The Westchester Jewish Center’s inception can be traced back to the aspirations and vision of a close-knit group of Jewish families in Mamaroneck at the dawn of the 20th century. Its origins can be found in the “Social and Aid Society,” established in 1905 to offer religious and social opportunities and provide assistance to immigrants and those in need. At that time, without a dedicated building, the Society’s members would assemble wherever possible to conduct religious services during holidays, often with the help of a traveling rabbi who held classes for children in a modest shed located behind a building on Mamaroneck Avenue.
Over the course of fourteen years, as this small collective continued to flourish, it evolved into what was known as the Hebrew Institute of Mamaroneck. In 1925, the Institute acquired land near the train station on Halstead Avenue, where they completed the construction of their first official building.
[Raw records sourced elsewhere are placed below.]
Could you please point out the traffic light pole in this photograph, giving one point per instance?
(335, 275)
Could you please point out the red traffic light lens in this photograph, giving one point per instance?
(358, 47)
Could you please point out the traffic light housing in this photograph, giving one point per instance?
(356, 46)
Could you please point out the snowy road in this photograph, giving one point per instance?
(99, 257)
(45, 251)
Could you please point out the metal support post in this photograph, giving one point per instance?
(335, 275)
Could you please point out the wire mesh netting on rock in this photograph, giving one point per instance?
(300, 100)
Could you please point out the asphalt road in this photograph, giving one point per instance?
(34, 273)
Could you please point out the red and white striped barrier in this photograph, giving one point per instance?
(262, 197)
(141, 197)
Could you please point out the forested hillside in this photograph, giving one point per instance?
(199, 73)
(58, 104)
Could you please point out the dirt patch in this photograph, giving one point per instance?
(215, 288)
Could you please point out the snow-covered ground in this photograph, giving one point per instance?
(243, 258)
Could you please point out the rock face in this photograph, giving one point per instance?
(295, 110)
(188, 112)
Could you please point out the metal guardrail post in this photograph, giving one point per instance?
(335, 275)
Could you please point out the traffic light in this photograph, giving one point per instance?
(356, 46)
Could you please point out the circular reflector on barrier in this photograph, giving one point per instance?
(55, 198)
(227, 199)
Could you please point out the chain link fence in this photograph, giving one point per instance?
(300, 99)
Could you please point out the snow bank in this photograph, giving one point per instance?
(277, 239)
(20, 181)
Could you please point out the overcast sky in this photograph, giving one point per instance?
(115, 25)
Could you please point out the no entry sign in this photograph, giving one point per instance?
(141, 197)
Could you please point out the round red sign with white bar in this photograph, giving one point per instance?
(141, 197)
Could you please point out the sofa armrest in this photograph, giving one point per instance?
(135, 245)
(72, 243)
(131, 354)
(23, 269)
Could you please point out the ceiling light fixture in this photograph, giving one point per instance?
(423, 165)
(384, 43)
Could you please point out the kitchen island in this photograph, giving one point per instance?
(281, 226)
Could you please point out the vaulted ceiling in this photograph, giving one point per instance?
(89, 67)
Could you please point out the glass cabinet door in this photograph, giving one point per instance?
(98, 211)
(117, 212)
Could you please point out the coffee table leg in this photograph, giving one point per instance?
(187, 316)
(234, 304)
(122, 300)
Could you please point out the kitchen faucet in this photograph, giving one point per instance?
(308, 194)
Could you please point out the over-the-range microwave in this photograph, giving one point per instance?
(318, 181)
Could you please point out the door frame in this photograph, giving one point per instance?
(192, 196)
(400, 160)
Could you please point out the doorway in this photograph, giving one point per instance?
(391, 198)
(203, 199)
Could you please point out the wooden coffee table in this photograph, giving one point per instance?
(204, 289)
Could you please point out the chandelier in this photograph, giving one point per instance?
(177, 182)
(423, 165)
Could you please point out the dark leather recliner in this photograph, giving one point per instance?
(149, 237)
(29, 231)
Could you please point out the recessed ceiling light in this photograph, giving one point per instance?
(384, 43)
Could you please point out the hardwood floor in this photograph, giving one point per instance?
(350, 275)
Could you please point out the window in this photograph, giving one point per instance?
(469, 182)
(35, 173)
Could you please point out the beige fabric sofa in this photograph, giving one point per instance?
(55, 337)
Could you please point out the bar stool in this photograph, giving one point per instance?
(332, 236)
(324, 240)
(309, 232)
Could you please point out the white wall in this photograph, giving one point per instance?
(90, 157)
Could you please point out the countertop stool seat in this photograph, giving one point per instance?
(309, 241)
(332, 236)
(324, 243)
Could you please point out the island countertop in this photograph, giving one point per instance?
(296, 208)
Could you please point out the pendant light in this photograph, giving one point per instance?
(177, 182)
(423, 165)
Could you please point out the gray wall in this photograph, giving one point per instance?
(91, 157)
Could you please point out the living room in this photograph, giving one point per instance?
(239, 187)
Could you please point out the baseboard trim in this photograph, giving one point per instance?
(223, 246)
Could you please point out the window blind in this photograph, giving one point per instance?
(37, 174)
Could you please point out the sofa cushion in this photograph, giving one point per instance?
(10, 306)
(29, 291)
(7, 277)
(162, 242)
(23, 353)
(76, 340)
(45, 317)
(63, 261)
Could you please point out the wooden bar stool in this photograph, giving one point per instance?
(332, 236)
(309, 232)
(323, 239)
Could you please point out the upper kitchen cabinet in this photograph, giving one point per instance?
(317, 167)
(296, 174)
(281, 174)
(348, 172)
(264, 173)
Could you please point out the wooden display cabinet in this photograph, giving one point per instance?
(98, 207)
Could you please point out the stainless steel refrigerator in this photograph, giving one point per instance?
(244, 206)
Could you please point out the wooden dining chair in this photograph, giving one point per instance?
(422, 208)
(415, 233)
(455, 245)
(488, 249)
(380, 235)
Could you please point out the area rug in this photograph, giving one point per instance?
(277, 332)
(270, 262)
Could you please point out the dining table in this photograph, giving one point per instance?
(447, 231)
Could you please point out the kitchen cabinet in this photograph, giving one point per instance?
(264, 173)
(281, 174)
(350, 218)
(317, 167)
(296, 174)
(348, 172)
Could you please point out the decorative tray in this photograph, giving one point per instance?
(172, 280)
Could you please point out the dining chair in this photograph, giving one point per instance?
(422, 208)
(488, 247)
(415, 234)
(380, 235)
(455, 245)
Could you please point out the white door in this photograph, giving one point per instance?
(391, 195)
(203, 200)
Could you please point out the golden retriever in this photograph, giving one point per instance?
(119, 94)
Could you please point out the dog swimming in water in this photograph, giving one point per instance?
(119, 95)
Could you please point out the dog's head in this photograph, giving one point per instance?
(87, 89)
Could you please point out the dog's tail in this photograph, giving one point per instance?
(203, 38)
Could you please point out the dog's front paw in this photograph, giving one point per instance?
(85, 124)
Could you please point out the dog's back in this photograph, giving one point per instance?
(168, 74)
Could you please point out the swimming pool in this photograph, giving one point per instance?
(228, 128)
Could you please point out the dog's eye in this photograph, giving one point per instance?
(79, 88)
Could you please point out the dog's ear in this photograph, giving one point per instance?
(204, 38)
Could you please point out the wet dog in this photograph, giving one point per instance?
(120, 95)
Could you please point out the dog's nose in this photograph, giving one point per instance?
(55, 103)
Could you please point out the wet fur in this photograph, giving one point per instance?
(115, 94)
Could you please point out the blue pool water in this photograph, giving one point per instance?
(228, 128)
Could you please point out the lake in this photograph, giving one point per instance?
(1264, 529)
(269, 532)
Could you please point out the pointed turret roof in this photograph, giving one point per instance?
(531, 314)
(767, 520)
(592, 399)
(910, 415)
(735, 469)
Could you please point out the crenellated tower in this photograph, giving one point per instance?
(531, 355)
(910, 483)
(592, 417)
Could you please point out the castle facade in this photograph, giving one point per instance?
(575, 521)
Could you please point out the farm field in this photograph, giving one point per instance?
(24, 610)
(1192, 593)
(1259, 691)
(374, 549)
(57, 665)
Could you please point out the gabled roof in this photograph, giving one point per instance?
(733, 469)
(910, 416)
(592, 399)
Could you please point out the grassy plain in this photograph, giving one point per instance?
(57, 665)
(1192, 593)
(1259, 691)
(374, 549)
A year later, they secured land in Glenville, Connecticut for a private cemetery. Shortly thereafter, the Ladies Auxiliary (Sisterhood) was established.
In 1943, the Westchester Jewish Center welcomed its first full-time, long-term rabbi, Rabbi Irving Koslowe, and his wife, Marly, who wholeheartedly dedicated themselves to enriching the Jewish life of the community. Rabbi Koslowe initiated regular Shabbat services and the formation of youth groups, while Marly became the Sunday School teacher and organized a children’s choir. Adult education and sports programs were also introduced. It soon became evident that the Halstead Avenue building was too constrained for their growing needs. In 1948, a five-acre site was purchased at the corner of Rockland and Palmer Avenues, where the Center stands today.
On April 28, 1949, the congregation officially adopted the name Westchester Jewish Center, reflecting the diversity of its activities and the fact that not all members resided in Mamaroneck. Groundbreaking took place in 1951, and the Center moved into its new facility in September 1954. The original building encompassed a chapel, fifteen classrooms, an auditorium, lounges, offices, and a social hall wing.
In 1966, recognizing the necessity for additional facilities, the congregation made the decision to construct a new Sanctuary, and this endeavor culminated in its dedication two years later, an occasion that also saw Rabbi Koslowe being granted life tenure.
Rabbi Koslowe’s remarkable tenure spanned more than 40 years until his retirement in 1985, at which point Rabbi Jeffrey Segelman assumed leadership within the community. Under Rabbi Segelman’s guidance, the synagogue experienced substantial growth, building upon the foundational work of Rabbi Koslowe. Rabbi Segelman continued to lead the Westchester Jewish Center for over 30 years until his retirement as senior rabbi in 2019.
In July 2019, Rabbi Jeffrey Arnowitz assumed the role of senior rabbi at the Westchester Jewish Center. He arrived in Mamaroneck from Norfolk, VA, where he had served as the rabbi of Congregation Beth El. Rabbi Arnowitz continues to uphold the Center’s enduring traditions while also proactively addressing the evolving needs of our congregation and the tenets of conservative Judaism.